Scientists Crank UFO Research Into High Gear As Another Object Is Shot Down Over Canada
A string of recent events, surrounding strange objects and occurrences in the sky, has stirred the interest of many in terms of Unidentified Aerial Phenomenon (UAP), also referred to as UFOs. From cylindrical to balloon-like objects or a green laser light show, more people are buzzing about UFO activity than perhaps ever before.
As technology has advanced through the years, the ability to rule out an unidentified flying object as being alien is becoming more difficult. A recently released report from the U.S. government shared that 171 of the sightings studied were labeled as being uncharacterized and unattributed. The All-Domain Anomaly Research Office (AARO) stated in the report that those sightings included some that moved "at considerable speed" and/or "without discernible means of propulsion." The most recent events have not only aroused the curiosity of the public in terms of UAP, but also provides those researching them more reasons to ramp up their efforts to study and quickly identify similar occurrences.
Perhaps the more well-known recent event involved a Chinese balloon that floated across the U.S., before being shot down over the Atlantic Ocean by a U.S. F-22 fighter jet. Two more incidents occurred over Alaska and Canada shortly after, with the end result of the unidentified objects being shot down as well.
While the first object was quickly identified as a Chinese balloon, the second and third were not. The Pentagon and the White House were not immediately willing to give a detailed description of the object over Alaska, other than it was far smaller than the Chinese balloon. Canadian Defence Minister Anita Anand also declined to speculate what the object over Canada was, other than it was cylindrical in shape and similar in appearance to the one shot down over the Atlantic.
A couple of days later, however, Senate Majority Leader Chuck Schumer shared in an interview with ABC that the government believes the flying objects shot down over Alaska and Canada were also balloons.
Another strange incident recently occurred over the skies of Hawaii. This time it was in the form of a green laser show that made some feel as though they had witnessed a glitch in the matrix. The first stab at what caused the eerie lights was that it came from a NASA ICESat 2 satellite. It was later stated that it came from a Chinese Daqi-1 satellite designed to study particle pollution.
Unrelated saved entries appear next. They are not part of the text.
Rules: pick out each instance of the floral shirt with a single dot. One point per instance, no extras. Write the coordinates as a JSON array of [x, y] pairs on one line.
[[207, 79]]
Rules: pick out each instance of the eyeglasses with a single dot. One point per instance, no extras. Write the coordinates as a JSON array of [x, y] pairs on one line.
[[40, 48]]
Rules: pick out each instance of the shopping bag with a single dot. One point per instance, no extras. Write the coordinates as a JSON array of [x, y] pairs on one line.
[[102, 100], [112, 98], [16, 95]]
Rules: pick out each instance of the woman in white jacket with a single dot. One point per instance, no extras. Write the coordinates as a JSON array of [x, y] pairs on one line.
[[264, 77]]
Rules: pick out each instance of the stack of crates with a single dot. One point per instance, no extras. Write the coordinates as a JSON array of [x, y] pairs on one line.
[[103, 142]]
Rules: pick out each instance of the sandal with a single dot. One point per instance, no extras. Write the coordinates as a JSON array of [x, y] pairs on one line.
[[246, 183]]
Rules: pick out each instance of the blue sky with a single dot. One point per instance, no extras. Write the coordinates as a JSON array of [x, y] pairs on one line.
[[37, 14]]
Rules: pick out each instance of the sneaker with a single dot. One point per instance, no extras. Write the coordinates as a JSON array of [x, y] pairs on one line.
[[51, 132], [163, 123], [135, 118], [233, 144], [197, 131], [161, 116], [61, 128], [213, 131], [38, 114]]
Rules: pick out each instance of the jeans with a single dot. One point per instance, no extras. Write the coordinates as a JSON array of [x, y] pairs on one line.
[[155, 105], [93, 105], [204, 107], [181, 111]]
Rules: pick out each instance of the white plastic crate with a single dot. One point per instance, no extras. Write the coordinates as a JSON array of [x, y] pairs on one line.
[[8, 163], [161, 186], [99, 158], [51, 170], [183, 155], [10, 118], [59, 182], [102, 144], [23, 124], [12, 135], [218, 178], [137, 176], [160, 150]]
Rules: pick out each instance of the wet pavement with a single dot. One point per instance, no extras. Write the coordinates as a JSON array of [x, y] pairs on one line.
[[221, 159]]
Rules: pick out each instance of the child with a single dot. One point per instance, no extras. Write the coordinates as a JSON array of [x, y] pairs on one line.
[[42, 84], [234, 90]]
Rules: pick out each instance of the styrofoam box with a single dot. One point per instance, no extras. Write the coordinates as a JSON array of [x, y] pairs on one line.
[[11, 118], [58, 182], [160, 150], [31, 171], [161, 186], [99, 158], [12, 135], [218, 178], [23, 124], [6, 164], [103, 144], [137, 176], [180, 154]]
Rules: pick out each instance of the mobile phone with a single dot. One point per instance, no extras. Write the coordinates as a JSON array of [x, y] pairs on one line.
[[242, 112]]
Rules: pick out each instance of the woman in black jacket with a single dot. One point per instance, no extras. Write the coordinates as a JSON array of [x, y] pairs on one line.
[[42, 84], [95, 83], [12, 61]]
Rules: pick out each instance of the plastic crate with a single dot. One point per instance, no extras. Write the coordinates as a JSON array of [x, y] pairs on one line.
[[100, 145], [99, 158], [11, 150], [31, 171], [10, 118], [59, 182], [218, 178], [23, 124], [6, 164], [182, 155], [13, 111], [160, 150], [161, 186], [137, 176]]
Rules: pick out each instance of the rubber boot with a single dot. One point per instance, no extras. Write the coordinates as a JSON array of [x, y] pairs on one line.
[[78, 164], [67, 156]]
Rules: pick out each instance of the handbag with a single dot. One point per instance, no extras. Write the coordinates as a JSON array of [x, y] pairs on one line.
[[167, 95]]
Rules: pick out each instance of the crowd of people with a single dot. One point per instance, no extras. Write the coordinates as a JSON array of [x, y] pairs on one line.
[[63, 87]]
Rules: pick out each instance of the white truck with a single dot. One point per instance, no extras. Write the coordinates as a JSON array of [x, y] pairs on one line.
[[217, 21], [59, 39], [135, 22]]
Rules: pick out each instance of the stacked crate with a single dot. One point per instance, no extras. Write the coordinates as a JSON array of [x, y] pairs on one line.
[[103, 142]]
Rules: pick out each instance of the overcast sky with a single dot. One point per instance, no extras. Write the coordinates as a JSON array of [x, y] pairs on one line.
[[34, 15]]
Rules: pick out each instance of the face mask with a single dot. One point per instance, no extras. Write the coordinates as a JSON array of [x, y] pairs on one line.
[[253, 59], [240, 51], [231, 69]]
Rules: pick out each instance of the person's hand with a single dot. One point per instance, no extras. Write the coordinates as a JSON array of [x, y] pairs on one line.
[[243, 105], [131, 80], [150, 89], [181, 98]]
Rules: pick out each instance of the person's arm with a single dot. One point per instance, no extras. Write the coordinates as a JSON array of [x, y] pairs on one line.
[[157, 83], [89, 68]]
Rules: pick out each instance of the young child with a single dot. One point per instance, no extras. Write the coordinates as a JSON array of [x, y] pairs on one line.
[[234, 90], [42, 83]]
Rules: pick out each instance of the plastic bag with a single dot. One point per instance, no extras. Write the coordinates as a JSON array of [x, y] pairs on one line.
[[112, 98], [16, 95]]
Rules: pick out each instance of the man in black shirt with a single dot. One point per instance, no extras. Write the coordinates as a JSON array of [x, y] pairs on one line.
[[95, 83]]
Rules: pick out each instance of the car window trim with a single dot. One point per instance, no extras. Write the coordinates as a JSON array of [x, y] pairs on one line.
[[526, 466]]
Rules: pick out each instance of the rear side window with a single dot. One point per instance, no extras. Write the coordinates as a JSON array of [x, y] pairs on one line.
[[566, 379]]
In a statement concerning the ever-rising need for improved means of identifying UAP, Robert Powell, an executive board member of the Scientific Coalition for UAP studies, remarked, "History has shown us that obtaining strong evidence related to UAP is not a trivial matter." He added, "A solution to the UAP enigma is going to require Congress to allocate funding to the scientific community. It will not be easy. The military has been investigating the phenomenon on and off for 75 years. Where have we gotten? We need change."
**Update: 2/12/2023 5:40pm EST** Another unidentified object has been shot down over Lake Huron on Sunday afternoon, according to a Tweet from Rep. Jack Bergman. Bergman concluded his post by remarking, "The American people deserve far more answers than we have."